Keys reckons he has placed perhaps 150 artificial nesting cavities a year in the St. Marks refuge, but for him controlled burning is the essential pillar of Red-cockaded Woodpecker conservation. He likens the manmade nest holes and organized bird translocations to battlefield tourniquets that can buy the species more time, but he sees fire as the way the battle can be won. Controlled burning is not only essential for the bird’s survival, it has the potential to restore the vitality of the pine grasslands of the southeastern coastal plain. In that sense, Red-cockaded Woodpeckers are what Keys calls an almost “perfect indicator” of the health of the habitat. “If you have Red-cockaded Woodpeckers, you’ve done something right.”
In 2005, three years after I visited the Big Branch Marsh refuge, Hurricane Katrina destroyed 70 percent of the nesting trees and reduced the population of Red-cockaded Woodpeckers from 17 active clusters to 14. Once again, artificial cavities, translocation of young birds, and controlled burning have helped restore trees and bird numbers, which have crept back to near pre-storm levels. The population, however, won’t be declared healthy until it contains about 20 families—perhaps 80 birds. Katrina was a good reminder that even endemic species don’t wait around. All creatures migrate through time.

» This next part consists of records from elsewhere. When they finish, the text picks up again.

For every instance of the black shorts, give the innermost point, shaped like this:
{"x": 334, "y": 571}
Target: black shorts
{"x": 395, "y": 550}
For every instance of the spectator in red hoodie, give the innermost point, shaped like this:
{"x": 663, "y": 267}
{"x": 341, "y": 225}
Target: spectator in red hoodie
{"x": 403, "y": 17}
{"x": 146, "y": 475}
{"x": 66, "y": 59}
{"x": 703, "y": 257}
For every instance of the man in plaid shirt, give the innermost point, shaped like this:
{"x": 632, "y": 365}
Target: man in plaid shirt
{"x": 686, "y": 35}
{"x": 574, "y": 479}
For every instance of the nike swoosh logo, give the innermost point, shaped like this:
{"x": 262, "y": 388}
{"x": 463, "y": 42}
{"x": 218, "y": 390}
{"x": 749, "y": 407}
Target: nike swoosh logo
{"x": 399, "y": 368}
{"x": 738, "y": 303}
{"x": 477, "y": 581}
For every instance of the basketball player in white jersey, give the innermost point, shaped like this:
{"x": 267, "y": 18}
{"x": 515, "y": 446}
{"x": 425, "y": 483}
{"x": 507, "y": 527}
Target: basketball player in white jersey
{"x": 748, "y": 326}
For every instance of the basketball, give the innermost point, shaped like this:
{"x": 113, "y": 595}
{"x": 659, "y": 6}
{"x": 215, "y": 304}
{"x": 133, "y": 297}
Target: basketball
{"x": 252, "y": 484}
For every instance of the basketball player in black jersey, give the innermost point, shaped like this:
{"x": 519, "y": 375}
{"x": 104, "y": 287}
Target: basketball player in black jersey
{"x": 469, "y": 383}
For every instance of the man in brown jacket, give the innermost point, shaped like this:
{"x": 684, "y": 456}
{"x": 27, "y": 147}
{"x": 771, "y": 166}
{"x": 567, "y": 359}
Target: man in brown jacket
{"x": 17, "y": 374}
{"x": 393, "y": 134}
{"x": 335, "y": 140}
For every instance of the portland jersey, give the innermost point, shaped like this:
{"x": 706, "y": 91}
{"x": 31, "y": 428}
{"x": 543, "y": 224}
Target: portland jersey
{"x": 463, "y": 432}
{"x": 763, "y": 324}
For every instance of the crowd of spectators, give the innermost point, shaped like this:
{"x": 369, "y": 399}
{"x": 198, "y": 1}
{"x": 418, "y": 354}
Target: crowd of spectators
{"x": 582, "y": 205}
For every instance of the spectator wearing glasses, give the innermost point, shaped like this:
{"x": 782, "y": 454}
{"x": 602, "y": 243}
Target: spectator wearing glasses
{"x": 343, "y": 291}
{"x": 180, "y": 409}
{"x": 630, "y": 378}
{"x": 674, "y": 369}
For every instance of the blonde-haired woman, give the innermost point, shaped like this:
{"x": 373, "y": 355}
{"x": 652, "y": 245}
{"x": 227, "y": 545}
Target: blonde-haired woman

That I hesitated at all when I had the opportunity to see this remarkable bird is for me a humbling reminder of the work of birdwatching itself. Ivory-bills remain a beautiful dream. They have even made a concrete contribution to Red-cockaded Woodpeckers: the wireless video camera that Keys uses in Florida to monitor nestlings was designed by David Luneau, an Ivory-bill searcher, to peer into distant nest cavities without leaving the ground. But birdwatching means balancing Ivory-bills and Red-cockaded Woodpeckers. It means chasing the mythical creature lurking always beyond the next tree, and stopping to study the rooted reality growing right in front of you, and the bird that—often with our help—manages to live miraculously inside it.
Jonathan Rosen is the author of The Life of the Skies: Birding at the End of Nature and several other books. He wrote about the Sandhill Crane migration in the January-February 2013 issue.